McClaughry: Mitch Daniels, an Indiana success story

Editor’s note: This op-ed is by John McClaughry, vice president of the Ethan Allen Institute.

When the people of Indiana elected Republican Mitch Daniels governor in 2004, he took office with one overriding goal in mind: “to make private-sector job growth a leading goal of government policies, while also changing the culture within governmental institutions in ways that encourage thriftiness and a healthy respect for the liberties of individual citizens, and do it without letting up on environmental protections or taking away essential government services.”

Seven years have now gone by, during which Daniels was overwhelmingly reelected in the year that Democrat Barack Obama narrowly won Indiana’s electoral votes. Last year, thanks to his successes and personal popularity, the Republicans broadened their margin in the Senate from 33-17 to 36-14, and shifted the House from 52-48 Democratic to 60-40 Republican. Daniels must have been on to something.

In his new book “Keeping the Republic: Saving America by Trusting Americans,” Daniels tells how he did it. Here are just a few of his accomplishments.

When Daniels took office, the state had had seven successive years of budget deficits.
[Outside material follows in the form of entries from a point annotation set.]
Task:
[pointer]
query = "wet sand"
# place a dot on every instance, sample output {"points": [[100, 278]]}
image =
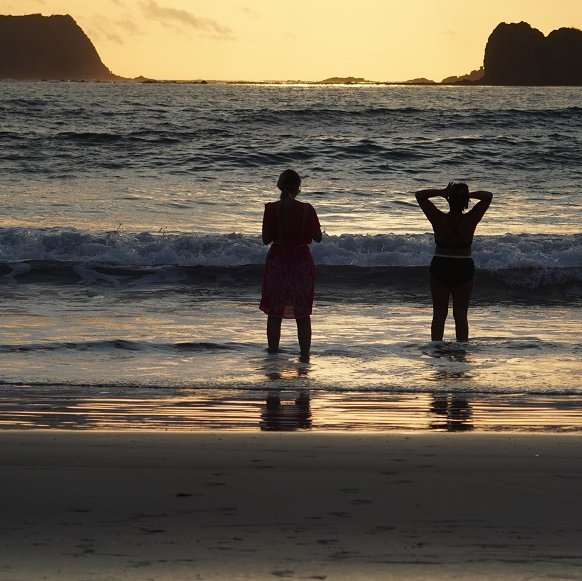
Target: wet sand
{"points": [[112, 505]]}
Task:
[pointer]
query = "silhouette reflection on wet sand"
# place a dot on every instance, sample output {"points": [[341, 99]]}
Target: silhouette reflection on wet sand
{"points": [[276, 414], [453, 409]]}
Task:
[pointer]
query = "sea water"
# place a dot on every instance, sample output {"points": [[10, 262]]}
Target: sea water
{"points": [[131, 259]]}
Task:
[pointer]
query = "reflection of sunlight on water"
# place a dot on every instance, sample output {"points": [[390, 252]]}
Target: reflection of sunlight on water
{"points": [[285, 410]]}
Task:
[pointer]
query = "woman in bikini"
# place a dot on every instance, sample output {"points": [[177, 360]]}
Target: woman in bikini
{"points": [[452, 270], [289, 277]]}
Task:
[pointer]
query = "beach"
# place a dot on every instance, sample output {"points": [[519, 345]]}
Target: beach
{"points": [[146, 432], [88, 505]]}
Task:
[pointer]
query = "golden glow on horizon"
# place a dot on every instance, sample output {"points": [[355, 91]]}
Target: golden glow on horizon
{"points": [[297, 39]]}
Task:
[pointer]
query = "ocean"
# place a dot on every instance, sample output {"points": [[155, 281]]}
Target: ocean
{"points": [[131, 259]]}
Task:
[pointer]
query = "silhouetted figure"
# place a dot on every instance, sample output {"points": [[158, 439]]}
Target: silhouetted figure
{"points": [[289, 278], [452, 270]]}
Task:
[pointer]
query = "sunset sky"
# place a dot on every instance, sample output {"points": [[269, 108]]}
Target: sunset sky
{"points": [[380, 40]]}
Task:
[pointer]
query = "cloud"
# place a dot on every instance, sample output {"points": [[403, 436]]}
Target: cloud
{"points": [[114, 30], [176, 16], [249, 11]]}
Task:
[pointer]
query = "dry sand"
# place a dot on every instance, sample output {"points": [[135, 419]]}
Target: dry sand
{"points": [[89, 505]]}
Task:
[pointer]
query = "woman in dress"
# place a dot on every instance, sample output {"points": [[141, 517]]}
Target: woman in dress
{"points": [[452, 270], [289, 278]]}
Four years later, the $700 million operating deficit was gone, and Indiana had $1.3 billion in rainy-day reserves. State spending grew only 1 percent per year, and rising revenues produced a surplus. Debt was reduced 40 percent, and the state earned its first AAA bond rating.

Daniels insisted that the Legislature make the actuarially required annual contributions to the state employees’ retirement fund. Once the state budget is balanced and the rainy-day funds filled to 10 percent of a year’s spending, Indiana now refunds any excess revenue directly to taxpayers.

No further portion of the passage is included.